I made an amazing discovery at this time last year.
There is nothing more exciting than a spiritual discovery, because your consciousness suddenly expands and the entire world becomes clearer. A layer of the onion is peeled away and something separating you from Hashem disappears. You have become closer to the King of the Universe. You understand a little more how the universe operates.
Do you know what is different about Rosh Chodesh Teves from every other Rosh Chodesh in the year? This is fascinating to me, but more than that, it illuminated a huge chapter in my own life.
First, what is Rosh Chodesh?
Rosh Chodesh is the first day of the Jewish month. Rosh Chodesh is determined by one event and one event only: the re-appearance of the moon. The moon appears at the beginning as a crescent-shaped sliver of light in the night sky. By the middle of the month the sliver has become a full moon; at the end of the month it is again a sliver (but facing the opposite direction). Then it disappears. The end of the month is dark.
When we see the sliver of a moon in the sky, we rejoice. The Sanhedrin declares a new month, and Jews celebrate Rosh Chodesh full of hope, singing Hallel and bringing extra korbanos in the Holy Temple. Shortly afterward, we say Kiddush Levana, thanking G-d for the moon’s renewal.
Why are we so happy at the reappearance of the moon?
This is a big subject, but basically, the moon represents us, the Children of Israel. Sometimes we are bright and shining, and sometimes, tragically, we lose our luster and seem to disappear. But our story is that we always come back. Always! And when we come back, it is from the very bottom, from darkness to light, the way the Jews bounced off the very bottom in Ancient Egypt and followed Moshe Rabbeinu to Mount Sinai. Look at what happened seventy-five years ago, after the Holocaust. Did anyone ever think the Jews would come back to life? But we are like the moon. We always reappear!
This phenomenon gives distinction to the holiday of Chanukah, which is the only holiday beginning at the end of the month, when the moon is waning. Chanukah begins at the time of year when the days are shortest and when the moon is disappearing. And then, just as Chanukah ends, the moon reappears, we are lighting eight lights on the menorah, and the world is bursting with light!

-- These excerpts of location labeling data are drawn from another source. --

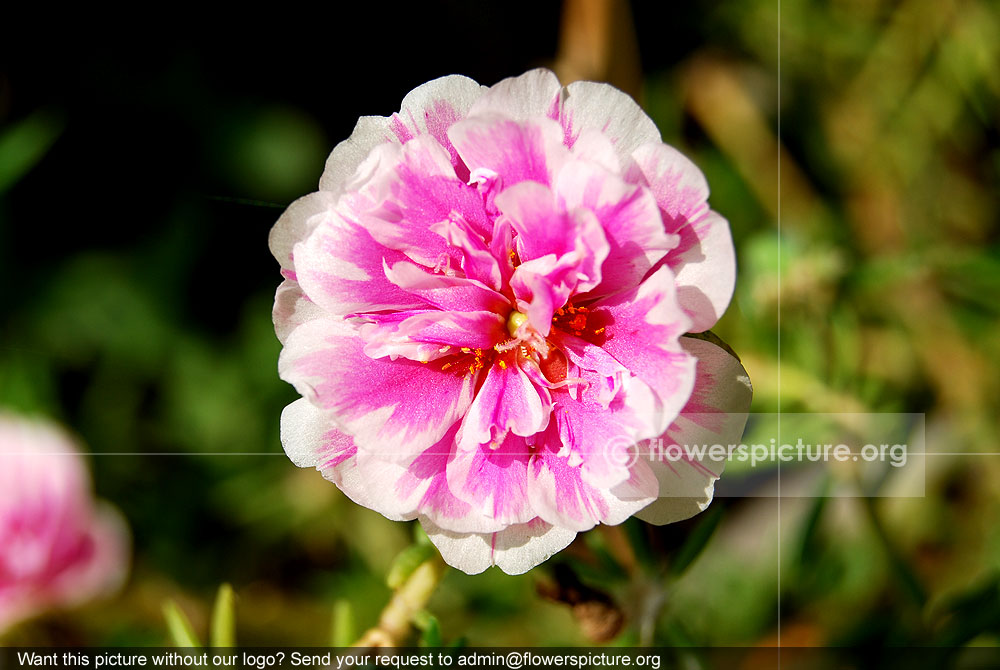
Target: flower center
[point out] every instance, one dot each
(514, 321)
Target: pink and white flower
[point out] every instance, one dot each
(58, 548)
(484, 308)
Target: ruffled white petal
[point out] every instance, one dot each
(716, 414)
(515, 550)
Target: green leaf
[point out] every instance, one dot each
(343, 632)
(223, 632)
(406, 562)
(697, 540)
(24, 144)
(179, 626)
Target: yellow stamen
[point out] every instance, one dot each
(514, 321)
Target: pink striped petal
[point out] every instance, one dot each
(494, 480)
(599, 423)
(530, 95)
(642, 327)
(428, 109)
(561, 495)
(450, 293)
(410, 190)
(341, 269)
(590, 105)
(704, 262)
(630, 218)
(547, 227)
(704, 265)
(397, 408)
(427, 335)
(507, 401)
(515, 150)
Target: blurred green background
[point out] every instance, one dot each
(140, 172)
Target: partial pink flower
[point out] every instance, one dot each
(484, 309)
(58, 546)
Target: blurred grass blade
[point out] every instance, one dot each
(406, 562)
(697, 540)
(178, 626)
(901, 570)
(430, 629)
(343, 632)
(223, 632)
(23, 145)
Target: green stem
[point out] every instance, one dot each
(394, 624)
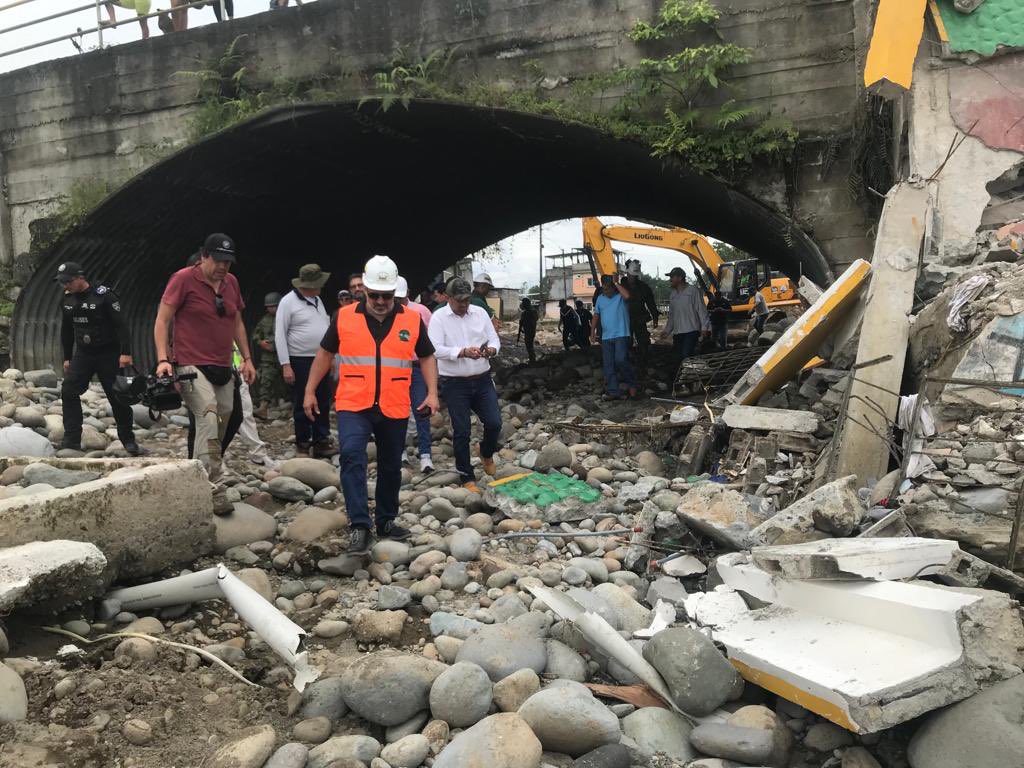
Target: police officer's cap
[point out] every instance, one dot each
(68, 271)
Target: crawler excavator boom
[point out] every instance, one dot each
(737, 281)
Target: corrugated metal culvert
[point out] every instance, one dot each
(334, 183)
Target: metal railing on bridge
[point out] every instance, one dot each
(80, 33)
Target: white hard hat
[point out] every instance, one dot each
(380, 273)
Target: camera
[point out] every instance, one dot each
(162, 393)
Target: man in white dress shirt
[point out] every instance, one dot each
(299, 326)
(464, 339)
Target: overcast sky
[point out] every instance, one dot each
(86, 19)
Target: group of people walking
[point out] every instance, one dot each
(380, 357)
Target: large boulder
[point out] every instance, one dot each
(503, 740)
(312, 472)
(389, 688)
(569, 720)
(698, 677)
(721, 514)
(501, 649)
(983, 731)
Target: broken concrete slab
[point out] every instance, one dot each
(830, 510)
(803, 339)
(895, 650)
(770, 419)
(878, 559)
(873, 397)
(49, 576)
(118, 512)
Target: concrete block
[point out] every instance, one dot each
(49, 576)
(769, 419)
(869, 655)
(878, 559)
(143, 514)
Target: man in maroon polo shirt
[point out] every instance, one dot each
(205, 304)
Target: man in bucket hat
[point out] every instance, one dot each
(300, 324)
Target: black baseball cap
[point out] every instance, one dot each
(220, 247)
(68, 271)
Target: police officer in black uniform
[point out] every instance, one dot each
(95, 341)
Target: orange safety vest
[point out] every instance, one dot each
(376, 375)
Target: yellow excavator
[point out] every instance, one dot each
(737, 281)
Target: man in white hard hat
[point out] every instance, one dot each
(419, 387)
(377, 339)
(482, 285)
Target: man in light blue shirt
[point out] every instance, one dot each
(612, 320)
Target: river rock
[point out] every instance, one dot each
(568, 721)
(565, 664)
(312, 522)
(324, 697)
(389, 688)
(461, 695)
(363, 749)
(56, 476)
(501, 649)
(13, 699)
(503, 740)
(292, 755)
(16, 440)
(409, 752)
(654, 729)
(751, 745)
(554, 455)
(465, 545)
(697, 675)
(249, 749)
(312, 472)
(244, 525)
(290, 489)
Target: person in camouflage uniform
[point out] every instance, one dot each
(271, 385)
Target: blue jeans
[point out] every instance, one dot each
(685, 344)
(463, 397)
(310, 431)
(617, 371)
(418, 392)
(354, 429)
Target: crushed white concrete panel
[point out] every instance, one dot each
(878, 559)
(49, 576)
(770, 419)
(866, 654)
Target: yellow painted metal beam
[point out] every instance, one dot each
(898, 27)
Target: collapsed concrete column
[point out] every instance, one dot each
(873, 396)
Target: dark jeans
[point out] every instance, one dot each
(720, 334)
(309, 431)
(84, 365)
(354, 429)
(463, 397)
(685, 344)
(615, 358)
(418, 393)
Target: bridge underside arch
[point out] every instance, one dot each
(334, 184)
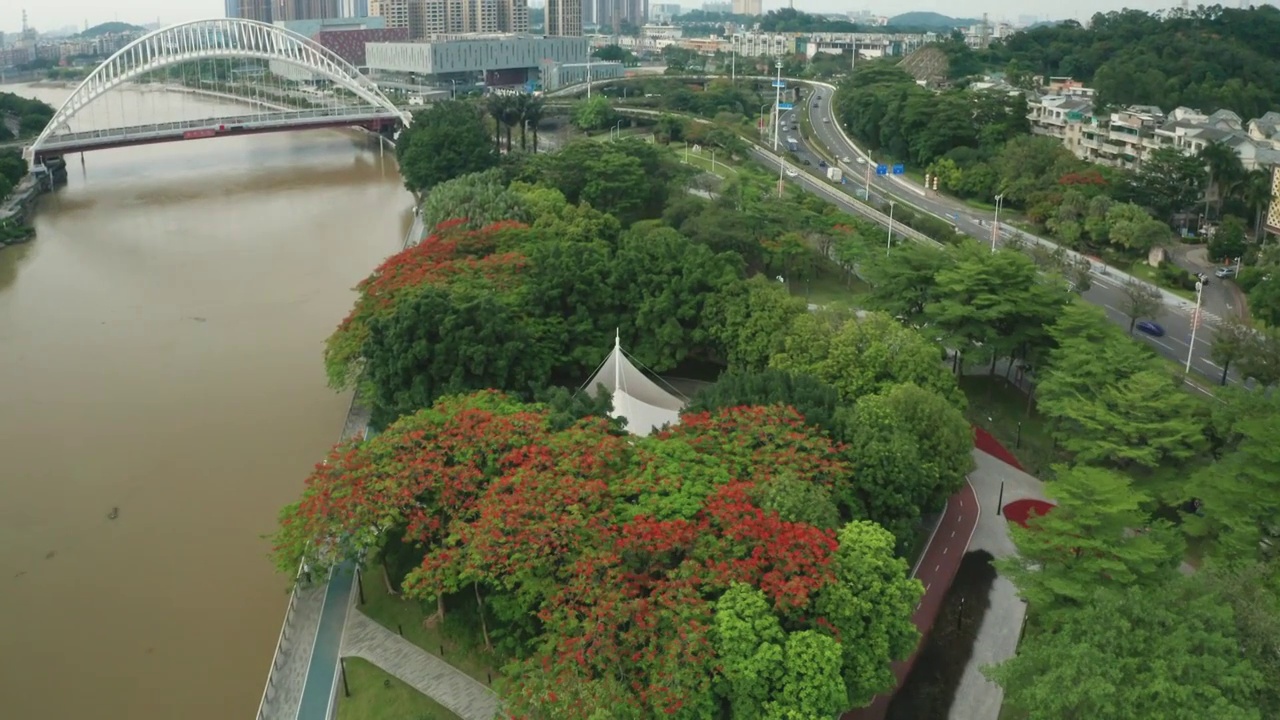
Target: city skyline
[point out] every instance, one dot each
(56, 14)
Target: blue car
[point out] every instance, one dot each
(1151, 328)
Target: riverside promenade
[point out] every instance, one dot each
(302, 680)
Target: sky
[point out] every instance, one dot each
(53, 14)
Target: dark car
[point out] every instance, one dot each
(1151, 328)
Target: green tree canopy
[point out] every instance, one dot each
(444, 141)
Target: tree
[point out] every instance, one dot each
(1098, 661)
(1096, 537)
(444, 141)
(444, 341)
(1232, 340)
(993, 300)
(865, 355)
(1261, 358)
(1224, 169)
(1141, 300)
(871, 606)
(910, 450)
(1240, 492)
(1228, 241)
(480, 199)
(814, 400)
(749, 319)
(1170, 182)
(1132, 228)
(597, 113)
(903, 283)
(1111, 400)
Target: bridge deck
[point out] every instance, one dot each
(227, 124)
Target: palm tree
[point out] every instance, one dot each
(534, 112)
(497, 106)
(1224, 169)
(1257, 195)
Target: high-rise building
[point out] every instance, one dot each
(306, 9)
(394, 13)
(259, 10)
(428, 18)
(565, 18)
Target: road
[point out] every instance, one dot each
(936, 569)
(1107, 290)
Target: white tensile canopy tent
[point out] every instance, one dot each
(639, 401)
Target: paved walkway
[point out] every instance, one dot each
(937, 568)
(288, 674)
(978, 698)
(430, 675)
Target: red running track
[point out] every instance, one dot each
(937, 569)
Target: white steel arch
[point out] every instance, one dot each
(214, 39)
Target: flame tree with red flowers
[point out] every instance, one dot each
(608, 584)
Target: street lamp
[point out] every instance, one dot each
(995, 227)
(890, 241)
(777, 103)
(1191, 349)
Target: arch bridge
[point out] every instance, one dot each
(211, 40)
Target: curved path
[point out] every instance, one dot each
(937, 568)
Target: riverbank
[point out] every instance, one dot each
(16, 212)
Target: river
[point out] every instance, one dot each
(160, 352)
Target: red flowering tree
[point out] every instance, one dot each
(604, 572)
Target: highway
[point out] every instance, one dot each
(1107, 283)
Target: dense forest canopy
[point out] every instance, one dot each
(1210, 58)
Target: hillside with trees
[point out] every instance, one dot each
(753, 560)
(1210, 58)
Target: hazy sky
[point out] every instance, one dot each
(51, 14)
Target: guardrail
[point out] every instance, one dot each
(279, 641)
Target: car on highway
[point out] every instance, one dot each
(1151, 328)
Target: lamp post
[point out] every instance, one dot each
(1191, 349)
(890, 241)
(777, 101)
(995, 226)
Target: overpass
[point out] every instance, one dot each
(219, 39)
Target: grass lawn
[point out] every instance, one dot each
(704, 162)
(1144, 272)
(999, 408)
(458, 639)
(828, 288)
(378, 696)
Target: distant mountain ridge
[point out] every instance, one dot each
(931, 21)
(106, 28)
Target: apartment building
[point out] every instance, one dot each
(394, 13)
(1127, 137)
(563, 18)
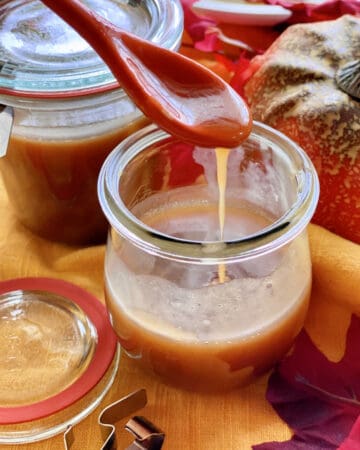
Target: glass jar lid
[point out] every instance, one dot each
(40, 55)
(58, 357)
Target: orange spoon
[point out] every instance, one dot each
(179, 95)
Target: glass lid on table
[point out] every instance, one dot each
(58, 357)
(40, 54)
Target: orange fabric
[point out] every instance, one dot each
(191, 421)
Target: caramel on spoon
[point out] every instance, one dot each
(180, 95)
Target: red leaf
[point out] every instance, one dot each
(317, 398)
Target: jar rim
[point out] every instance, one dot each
(274, 236)
(43, 57)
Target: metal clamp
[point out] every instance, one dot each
(147, 435)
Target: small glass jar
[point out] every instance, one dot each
(69, 111)
(207, 271)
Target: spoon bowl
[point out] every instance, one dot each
(180, 95)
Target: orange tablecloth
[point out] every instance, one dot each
(235, 420)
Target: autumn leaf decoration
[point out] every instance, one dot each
(317, 398)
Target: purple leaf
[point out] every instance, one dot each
(317, 398)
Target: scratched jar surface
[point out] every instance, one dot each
(203, 306)
(69, 111)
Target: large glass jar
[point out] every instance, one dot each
(69, 111)
(207, 271)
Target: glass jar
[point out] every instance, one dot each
(69, 111)
(207, 271)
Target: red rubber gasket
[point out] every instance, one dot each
(103, 355)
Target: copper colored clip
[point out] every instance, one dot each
(147, 436)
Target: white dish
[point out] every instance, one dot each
(242, 13)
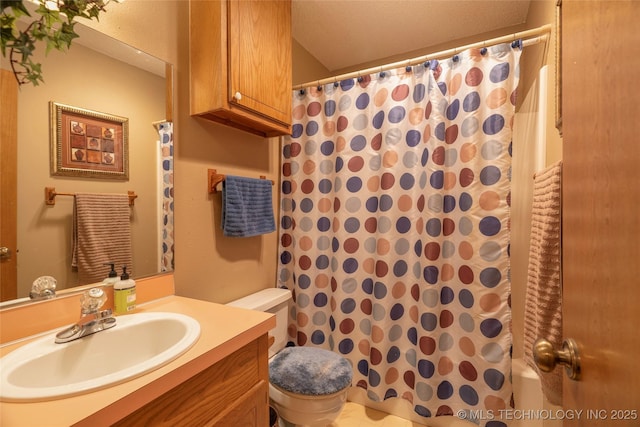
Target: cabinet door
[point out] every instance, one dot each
(260, 57)
(251, 410)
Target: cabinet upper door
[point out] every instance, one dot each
(260, 57)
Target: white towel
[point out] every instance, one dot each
(101, 235)
(543, 308)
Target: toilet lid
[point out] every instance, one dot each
(310, 371)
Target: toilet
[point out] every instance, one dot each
(307, 385)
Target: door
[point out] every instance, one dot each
(260, 57)
(8, 185)
(601, 208)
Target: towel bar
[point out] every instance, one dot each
(50, 196)
(214, 178)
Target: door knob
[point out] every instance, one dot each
(5, 252)
(546, 357)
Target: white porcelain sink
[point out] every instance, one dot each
(139, 343)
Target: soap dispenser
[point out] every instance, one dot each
(124, 293)
(113, 275)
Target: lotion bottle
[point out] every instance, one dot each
(124, 294)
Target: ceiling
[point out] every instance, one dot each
(341, 34)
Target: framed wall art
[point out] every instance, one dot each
(88, 144)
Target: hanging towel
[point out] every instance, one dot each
(543, 306)
(247, 208)
(101, 234)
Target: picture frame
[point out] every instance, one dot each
(88, 144)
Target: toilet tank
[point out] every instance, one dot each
(271, 300)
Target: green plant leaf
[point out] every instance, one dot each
(55, 28)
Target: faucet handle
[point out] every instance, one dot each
(92, 300)
(44, 287)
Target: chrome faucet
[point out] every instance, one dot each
(92, 319)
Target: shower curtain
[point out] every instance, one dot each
(394, 232)
(165, 131)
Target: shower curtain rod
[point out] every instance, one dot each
(531, 37)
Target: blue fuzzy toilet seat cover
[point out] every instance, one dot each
(310, 371)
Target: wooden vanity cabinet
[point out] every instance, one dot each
(232, 392)
(240, 64)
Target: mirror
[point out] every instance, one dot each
(103, 75)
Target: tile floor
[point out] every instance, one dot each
(355, 415)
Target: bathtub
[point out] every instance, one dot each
(527, 395)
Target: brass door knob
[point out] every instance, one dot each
(547, 358)
(5, 252)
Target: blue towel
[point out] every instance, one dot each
(247, 209)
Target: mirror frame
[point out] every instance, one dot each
(109, 46)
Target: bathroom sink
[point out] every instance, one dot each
(139, 343)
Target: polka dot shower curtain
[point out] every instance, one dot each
(395, 229)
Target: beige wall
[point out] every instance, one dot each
(116, 88)
(216, 268)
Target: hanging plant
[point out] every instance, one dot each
(53, 25)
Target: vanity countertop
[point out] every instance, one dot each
(224, 329)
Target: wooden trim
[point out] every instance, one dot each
(9, 185)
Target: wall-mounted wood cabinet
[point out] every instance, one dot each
(240, 64)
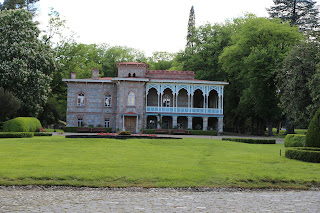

Now I am returning to our original question: what is different about Rosh Chodesh Teves?
On every Rosh Chodesh we say Half-Hallel, which means that, as opposed to Full Hallel, two sections from the Psalms are omitted.
There is one exception: Rosh Chodesh Teves, which falls out this Shabbos. Why do we say Full Hallel on Rosh Chodesh Teves? Because during Chanukah we say Full Hallel every day, and Rosh Chodesh Teves always falls during Chanukah.
So what is my big discovery?
If you know my personal story, as I describe it in my first book, From Central Park to Sinai: How I Found My Jewish Soul, you will remember the day which was the biggest turnaround in my life, the day that I discovered the Existence of G-d. Things were black for me, and it seemed that my entire life was exploding. I was a student at the University of Michigan and Leah and I had been married for two and a half years. It looked as if it were all going up in smoke.
Then something unbelievable happened. I awoke in the middle of the night. I was crying. I felt as if I was falling into the bottomless pit. And the impossible happened. I realized that, if your life is exploding, there is only one Place to go for help. G-d! G-d has to be Real! There is no other place to turn!
I started to believe in G-d, and that is when my entire life started to turn around.
Now, please listen to the words of King David. These words are omitted in Half Hallel but are said during Full Hallel and they describe exactly what happened to me at that moment: “I love Him, for Hashem hears my voice …. The pains of death encircled me, trouble and sorrow … Then I [invoked] the Name of Hashem [and said] ‘Please Hashem, save my soul!’ Gracious is Hashem and righteous …. Hashem protects the simple. I was brought low, but He saved me!”
This describes exactly what happened to me on January 10, 1966, during the Month of Teves. Now I know why it happened in that month, at that exact time, because that is the only month in the year when we say these words in Hallel! Dovid ha Melech described in this Psalm exactly what happened to me!
Everything is planned to the tiniest degree of exactitude by the Master of the World. May He save us from the crushing ills of our times, have mercy on us and reveal Moshiach ben Dovid and the rebuilt Bais Hamikdosh soon in our days!
Bentching: the Blessing after a meal
Korbanos: the animal sacrifices brought in the Holy Temple
 On a two-day Rosh Chodesh the first day is the last day of the previous month.